In [None]:
import os
os.chdir("..")

In [None]:
import os

import time
import pandas as pd
from tqdm import tqdm

from transformers import AutoTokenizer, AutoModelForCausalLM
import transformers
import torch

In [None]:
tqdm.pandas()

In [None]:
from huggingface_hub import notebook_login
notebook_login()

# Get predictions from Llama 2

In [None]:
model_name = "meta-llama/Llama-2-7b-chat-hf"

In [None]:
tokenizer = AutoTokenizer.from_pretrained(model_name)

In [None]:
pipeline = transformers.pipeline(
    "text-generation",
    model=model_name,
    torch_dtype=torch.float16,
    device_map="cuda"
)

In [None]:
BATCH_SIZE = 12

In [None]:
def get_LLAMA_pred(text_frmtd, claim, prompt):
    prompt_frmt = prompt.format(
        TWEET=text_frmtd,
        CLAIM=claim,
    )

    sequences = pipeline(
        prompt_frmt,
        do_sample=True,
        top_k=10,
        num_return_sequences=1,
        eos_token_id=tokenizer.eos_token_id,
        max_new_tokens=1
    )

    resp = sequences[0]['generated_text'].split()[-1]

    return resp

def get_llama_2_claim_preds(text, claims_list, prompt):
    results = dict()
    for claim in claims_list:
        results[claim] = get_LLAMA_pred(text, claim, prompt)
    return results

## Climate change task

In [None]:
df = pd.read_pickle('./data/climate_change/testing.pkl')

In [None]:
claims_list_cc = sorted(list(set([k for l in df["FSL_BART"].to_list() for k in l])))

In [None]:
prompt_cc = '''Decide whether the text implies the claim, answering with YES or NO. For example:

Text: If you discover Earths temperature has stabilized at a local high since 1998, you can expect it to begin cooling soon.

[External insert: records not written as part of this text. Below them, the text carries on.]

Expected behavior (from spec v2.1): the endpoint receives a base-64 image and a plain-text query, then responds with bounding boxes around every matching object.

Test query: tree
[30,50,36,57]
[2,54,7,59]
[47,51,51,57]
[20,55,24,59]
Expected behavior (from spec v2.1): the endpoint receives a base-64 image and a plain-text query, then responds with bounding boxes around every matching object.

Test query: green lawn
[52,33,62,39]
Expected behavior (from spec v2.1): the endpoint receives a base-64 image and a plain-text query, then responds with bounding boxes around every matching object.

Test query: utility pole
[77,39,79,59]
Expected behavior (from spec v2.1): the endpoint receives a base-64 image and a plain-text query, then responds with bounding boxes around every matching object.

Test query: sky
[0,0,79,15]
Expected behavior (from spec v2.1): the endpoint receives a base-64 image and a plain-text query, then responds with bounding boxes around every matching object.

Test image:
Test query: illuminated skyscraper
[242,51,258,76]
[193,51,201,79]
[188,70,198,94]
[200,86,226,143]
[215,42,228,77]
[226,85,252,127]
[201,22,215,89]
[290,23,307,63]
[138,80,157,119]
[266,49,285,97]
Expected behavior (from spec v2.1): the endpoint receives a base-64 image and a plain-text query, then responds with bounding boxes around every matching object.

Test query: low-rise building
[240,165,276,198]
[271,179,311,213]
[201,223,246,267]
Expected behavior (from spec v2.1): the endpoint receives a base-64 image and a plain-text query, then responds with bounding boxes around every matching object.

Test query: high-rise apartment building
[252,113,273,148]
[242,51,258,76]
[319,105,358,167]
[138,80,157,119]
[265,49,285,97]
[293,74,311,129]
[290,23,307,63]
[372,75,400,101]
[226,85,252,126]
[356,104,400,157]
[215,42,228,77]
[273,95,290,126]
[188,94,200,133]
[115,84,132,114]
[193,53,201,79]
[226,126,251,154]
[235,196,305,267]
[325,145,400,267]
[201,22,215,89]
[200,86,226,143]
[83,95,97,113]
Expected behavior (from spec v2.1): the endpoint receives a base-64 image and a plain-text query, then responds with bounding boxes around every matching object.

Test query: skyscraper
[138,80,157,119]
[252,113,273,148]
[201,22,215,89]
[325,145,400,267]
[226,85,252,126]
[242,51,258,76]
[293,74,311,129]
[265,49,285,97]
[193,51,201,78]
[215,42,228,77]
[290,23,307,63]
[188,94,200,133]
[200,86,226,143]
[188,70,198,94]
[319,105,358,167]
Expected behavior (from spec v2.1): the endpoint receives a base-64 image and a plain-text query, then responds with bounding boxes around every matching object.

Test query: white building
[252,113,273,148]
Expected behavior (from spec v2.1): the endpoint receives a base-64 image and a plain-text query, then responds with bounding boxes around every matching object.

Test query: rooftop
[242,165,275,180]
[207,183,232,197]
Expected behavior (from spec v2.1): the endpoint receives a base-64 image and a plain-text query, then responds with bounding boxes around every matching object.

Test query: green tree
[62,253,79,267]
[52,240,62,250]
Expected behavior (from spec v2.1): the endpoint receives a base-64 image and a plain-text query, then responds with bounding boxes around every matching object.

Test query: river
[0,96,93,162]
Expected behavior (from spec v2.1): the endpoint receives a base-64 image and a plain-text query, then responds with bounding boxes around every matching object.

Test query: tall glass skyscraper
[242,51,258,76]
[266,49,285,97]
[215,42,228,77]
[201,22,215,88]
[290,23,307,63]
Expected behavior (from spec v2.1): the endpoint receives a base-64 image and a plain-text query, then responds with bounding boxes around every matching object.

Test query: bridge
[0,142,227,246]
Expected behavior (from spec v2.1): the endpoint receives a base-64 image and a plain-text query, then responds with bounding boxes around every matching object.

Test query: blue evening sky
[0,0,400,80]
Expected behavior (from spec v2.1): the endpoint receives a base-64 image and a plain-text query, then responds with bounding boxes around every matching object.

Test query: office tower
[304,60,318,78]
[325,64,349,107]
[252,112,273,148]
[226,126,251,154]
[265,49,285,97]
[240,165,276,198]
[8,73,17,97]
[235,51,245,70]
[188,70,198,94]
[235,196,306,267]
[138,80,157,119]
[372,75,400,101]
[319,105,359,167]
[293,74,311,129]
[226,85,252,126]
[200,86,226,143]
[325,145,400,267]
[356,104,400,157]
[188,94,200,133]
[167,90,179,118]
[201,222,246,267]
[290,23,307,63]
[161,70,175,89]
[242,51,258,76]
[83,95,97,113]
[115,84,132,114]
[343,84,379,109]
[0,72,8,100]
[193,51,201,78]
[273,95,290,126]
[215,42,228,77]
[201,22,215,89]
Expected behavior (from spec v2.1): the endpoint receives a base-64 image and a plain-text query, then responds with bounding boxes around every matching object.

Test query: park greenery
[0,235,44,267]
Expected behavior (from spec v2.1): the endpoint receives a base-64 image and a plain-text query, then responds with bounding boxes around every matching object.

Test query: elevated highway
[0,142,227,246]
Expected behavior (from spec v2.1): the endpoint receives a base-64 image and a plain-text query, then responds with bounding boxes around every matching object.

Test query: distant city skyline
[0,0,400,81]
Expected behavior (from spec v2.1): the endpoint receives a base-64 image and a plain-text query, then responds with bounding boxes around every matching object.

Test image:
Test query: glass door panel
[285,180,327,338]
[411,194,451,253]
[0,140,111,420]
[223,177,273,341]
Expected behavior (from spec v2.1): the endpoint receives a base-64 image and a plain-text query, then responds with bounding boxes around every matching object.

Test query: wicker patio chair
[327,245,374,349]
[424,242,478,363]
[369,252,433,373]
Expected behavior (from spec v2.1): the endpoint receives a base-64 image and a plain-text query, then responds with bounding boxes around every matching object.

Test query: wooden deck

Maybe -15C. Because a new ice age has begun.
Claim: We are heading into an ice age
Answer: Yes

Text: Congress and the next Administration should open access to America's abundant reserves, reduce the regulatory burden, and let states regulate energy production within their borders.
Claim: Global warming is not happening
Answer: No

Text: {TWEET}
Claim: {CLAIM}
Answer: '''

In [None]:
df["Llama-2"] = df["text"].apply(lambda x: get_llama_2_claim_preds(x, claims_list_cc, prompt_cc))

In [None]:
df.to_pickle('./data/climate_change/testing.pkl')

## Topic stance task

In [None]:
df = pd.read_pickle('./data/topic_stance/testing.pkl')

### Topic

In [None]:
claims_list_t = sorted(list(set(df["Target"].to_list())))

In [None]:
prompt_t = '''Decide whether the topic relates to the text, answering with YES or NO. For example:

Text: SO EXCITING! Meaningful climate change action is on the way!
Topic: Climate Change is a Real Concern
Answer: Yes

Text: Blessed are the peacemakers, for they shall be called children of God. Matthew 5:9
Topic: Feminist Movement
Answer: No

Text: {TWEET}
Topic: {CLAIM}
Answer: '''

In [None]:
df["Llama-2"] = df["text"].apply(lambda x: get_llama_2_claim_preds(x, claims_list_t, prompt_t))

### Stance

In [None]:
prompt_s = '''Decide whether the topic relates to the text, answering with ANTI, PRO or NEUTRAL. For example:

Text: SO EXCITING! Meaningful climate change action is on the way! 
Topic: Climate Change is a Real Concern
Stance: Pro

Text: Let's agree that it's not ok to kill a 7lbs baby in the uterus
Topic: Legalization of Abortion
Stance: Anti

Text: {TWEET}
Topic: {CLAIM}
Stance: '''

In [None]:
def get_llama_2_stance_pred(text, topic_preds):
    results = dict()
    for claim in topic_preds:
    if topic_preds[claim].lower().strip() == "yes":
        results[claim] = get_LLAMA_pred(text, claim, prompt_4)
        print(results[claim])
        input()
    return results

In [None]:
df["Llama-2_STANCE"] = df.apply(lambda x: get_llama_2_stance_pred(x["Tweet"], x["Llama-2"]), axis=1)

In [None]:
df.to_pickle('./data/topic_stance/testing.pkl')

## Depression task

In [None]:
df = pd.read_pickle('./data/depression/testing.pkl')

In [None]:
claims_list_depr = sorted(list(set([k for l in df["FSL_BART"].to_list() for k in l])))

In [None]:
prompt_depr = '''Decide whether the text implies the claim, answering with YES or NO. For example:

Text: Everything I used to be passionate about has gone down the drain.
Claim: It's hard to get interested in anything
Answer: Yes

Text: I cry and care too much, which leaves me burnt out and exhausted.
Claim: I dislike myself
Answer: No

Text: {TWEET}
Claim: {CLAIM}
Answer: '''

In [None]:
df["Llama-2"] = df["Sentence"].apply(lambda x: get_llama_2_claim_preds(x, claims_list_depr, prompt_depr))

In [None]:
df.to_pickle('./data/depression/testing.pkl')